Similarly, while the images are sharp and plentiful, they do leave something to be desired. They’re all photoshopped cutouts of only the watches, with no background, context, or anything else of interest to draw the eye’s attention. Perhaps this is appropriate for a book titled “The Watch”, but in a day when we’re inundated with beautiful images on Instagram and dedicated online publications daily, it leaves something to be desired.
The final section of The Watch, dedicated to buying, collecting, and maintaining, provides tips to help collectors avoid common pitfalls and slip ups we’ve all experienced in this hobby. It does this in two ways: first, by the authors themselves providing some tips and tricks; second, by providing short profiles of a variety of collectors. The profiles feature everyone from the common collector to more notable names like Paul Boutros (Head of Watches, Phillips) and George Cramer (noted Cartier expert).
When I first opened The Watch, I didn’t really know what type of book to expect. When it comes to watch books, most are either coffee-table decoration or in-depth reference guides meant to serve as the definitive source on whatever niche of watch collecting its chosen as its subject.
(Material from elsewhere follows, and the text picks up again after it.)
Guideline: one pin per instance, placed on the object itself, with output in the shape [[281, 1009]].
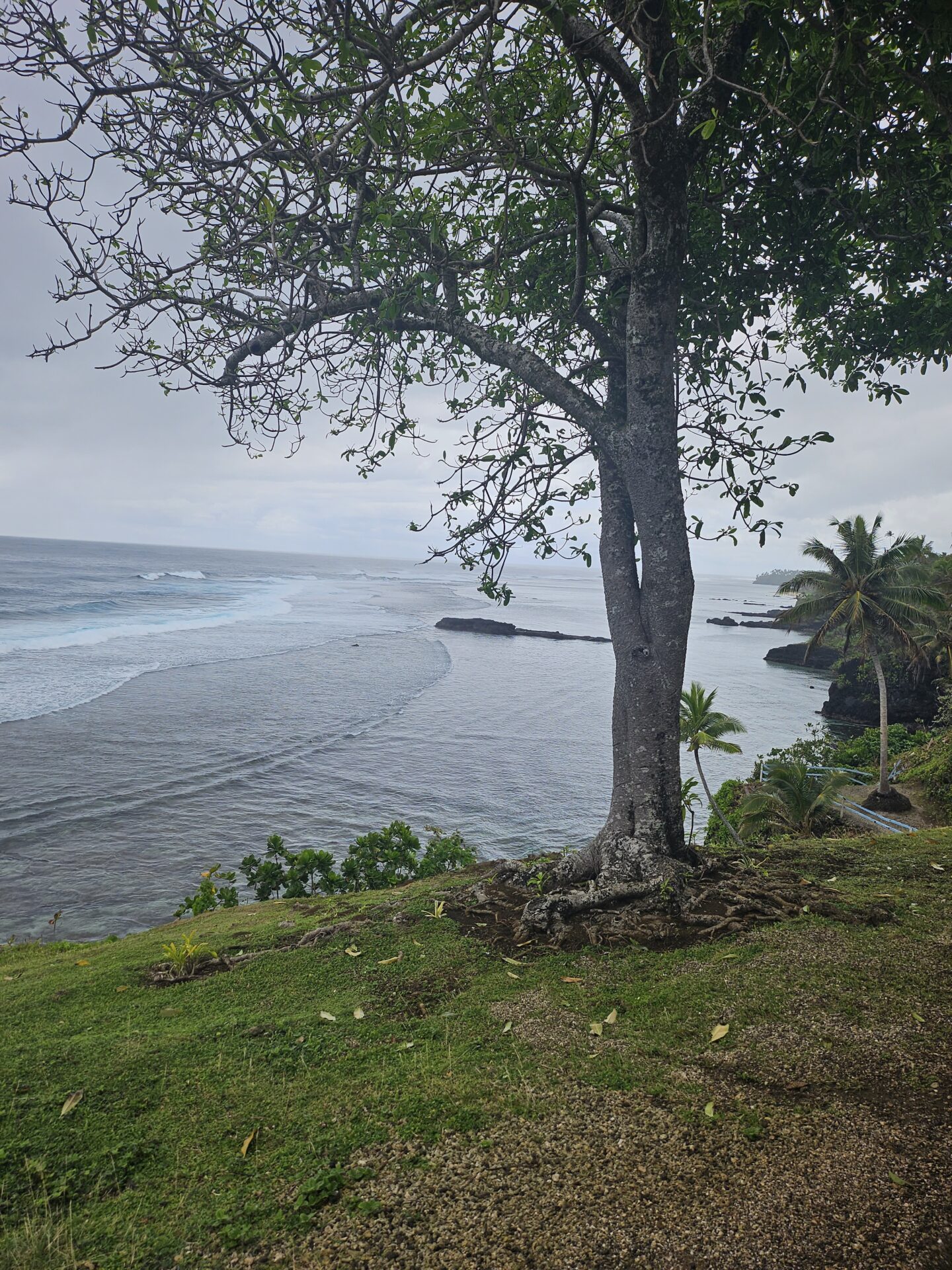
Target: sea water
[[164, 709]]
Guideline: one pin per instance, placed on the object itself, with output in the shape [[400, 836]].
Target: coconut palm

The Watch is mostly the former, though there is enough depth and detail to provide some new information to even the most hardened of collectors.
Indeed, what The Watch does best is distill watches and watch collecting down to their essentials, making it easy and accessible for those new to the hobby to enjoy, while still giving collectors enough content to sink their teeth into without becoming bored.